Data Personalization A Roadmap Beyond the Technology

It’s no secret that data personalization has become a key factor of brand success—for marketing, sales, and customer service. Most brands recognize the importance of having a connected data ecosystem for centralized control over the way data is collected, managed, and made available to personalize experiences, consistently, and at scale. However, data personalization demands more than investment in technology to make it work. To increase the chances of success, brands must incorporate the following five steps into their data personalization roadmap.

1. Create a Personalization Capability Beyond the Infrastructure

Personalization is the name of the game in business today, but much can go wrong between the collection of personal data and the execution of a personalization strategy.

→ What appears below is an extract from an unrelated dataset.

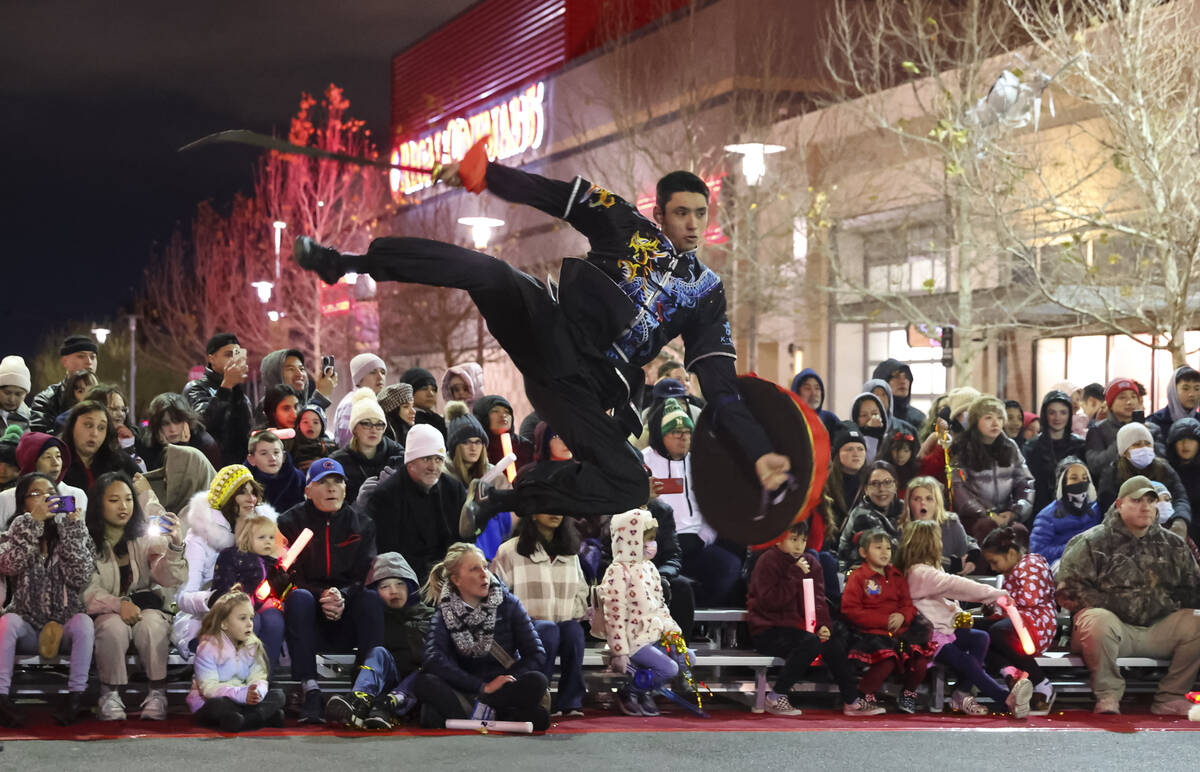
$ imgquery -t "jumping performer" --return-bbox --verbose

While you want customers to receive personalized experiences that are unique to them, those experiences still need to be consistent—which is why you want to avoid configuring different levels of personalization using different data sources. We’ve all experienced the results of an inconsistent personalization experience. For example, an ecommerce experience that knows exactly what you want, but a customer service experience that requires you to enter your name and address several times over.

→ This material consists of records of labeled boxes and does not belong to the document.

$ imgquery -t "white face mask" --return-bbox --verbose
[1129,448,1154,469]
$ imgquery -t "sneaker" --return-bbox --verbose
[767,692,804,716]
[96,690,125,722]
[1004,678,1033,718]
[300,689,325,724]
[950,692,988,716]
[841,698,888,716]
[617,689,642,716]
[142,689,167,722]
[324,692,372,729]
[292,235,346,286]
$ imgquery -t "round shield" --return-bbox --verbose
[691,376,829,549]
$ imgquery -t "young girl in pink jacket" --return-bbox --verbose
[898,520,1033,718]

Make sure to focus on creating a personalization capability. Working with a team that understands the issues, data, and processes is a good start. Make this an evolutionary concept at the core of your personalization strategy, so it can evolve based on shifting CX demands.

2. Partner with Data Scientists

Data scientists are your friends. It’s rare for brands to suffer from a lack of data, but what data is most useful for each personalization effort and CX enhancement? This is where the data scientists come in. Data personalization is often something that cannot be fully configured through a singular approach. Data personalization is about geolocation. It’s about demographic. It’s about persona. It’s about the specificity of information an organization has learned about a customer, the behavioral data surmised from each interaction, and the data that outlines the customer’s wishes and preferences. Without this expertise on the team, the project will take longer and may choose the wrong data sets or implement data processes that have little or no value for the customer or your company.

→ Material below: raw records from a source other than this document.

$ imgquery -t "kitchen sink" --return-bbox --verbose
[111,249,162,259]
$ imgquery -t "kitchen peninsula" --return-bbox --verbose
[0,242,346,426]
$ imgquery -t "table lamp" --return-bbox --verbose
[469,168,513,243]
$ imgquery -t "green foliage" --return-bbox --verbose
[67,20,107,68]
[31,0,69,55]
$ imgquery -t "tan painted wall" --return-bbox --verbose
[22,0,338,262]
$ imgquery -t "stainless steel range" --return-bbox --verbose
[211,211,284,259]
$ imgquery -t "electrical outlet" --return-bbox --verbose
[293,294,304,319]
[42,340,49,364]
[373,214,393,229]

3. Take a Human-Centric Approach

Incorporate human-centric design into every interface development project to ensure your data personalization efforts align with customers’ needs and expectations, including those not always clearly known or expressed. As well as revealing opportunities to enhance CX and service delivery, human-centered design will ensure your AI solutions accurately interpret customer needs, and you effectively meet them, through intuitively designed interfaces and relevant, timely interactions. This approach will help you create your blueprint for personalized experiences and inform your data engineering team on the data needed to deliver these experiences in real-time and at scale—and even trigger apps and IoT devices to automate services and interactions, to provide convenience and additional value.

4. Align Personalization With Outcomes

Getting personalization right requires a holistic approach that often demands a high degree of business and technology-driven transformation. You’re likely to make big decisions on infrastructure design, how processes need to change, and how to prioritize investment. And when building out specific solutions, these will need testing and validating with customers as you transition into an ongoing cycle to optimize results. As you get into more personalization, you get into more complexity. Be cautious about how you use personalization, and make sure that it delivers a positive impact on the customer and drives a positive business outcome. Define your objectives for personalization and how success will be measured. There must be a correlation between data collection and return on investment, not just for brands, but for customers too.

5. Include the Customer in the Personalization Conversation

Customers expect personalization, but at the same time, they are concerned about data privacy. GDPR in Europe and the California Consumer Privacy Act of 2018 (CCPA) require companies to gain explicit permissions from customers before using their data. Build trust by being transparent with customers about why, how, and how long you will be storing their data. Make it easy for them to review your privacy policy. Only collect the data required to provide value to customers and make it clear why you are asking for it.

Don’t just rely on assumed intelligence gleaned from AI-powered analytics. Build trust in your data by inserting steps in your customer journeys to review and confirm what you know about each customer, so you accurately serve their needs—selectively, at points when you are using these insights to inform a decision or make a recommendation. Do it in a way that feels natural—your human-centric designers will advise on the best way to achieve this, in a non-evasive way, that customers will value. By giving customers control over their data, you can organically learn about what matters most to them, as their situations and behaviors change.

An Operational Mindset is Needed

Cloud platforms, analytics, AI, and APIs are the fundamental building blocks that create the foundation for data personalization. However, making it work demands an operational mindset to build a data personalization capability that focuses on the customer, driven by data, led by outcomes, and shaped by human design.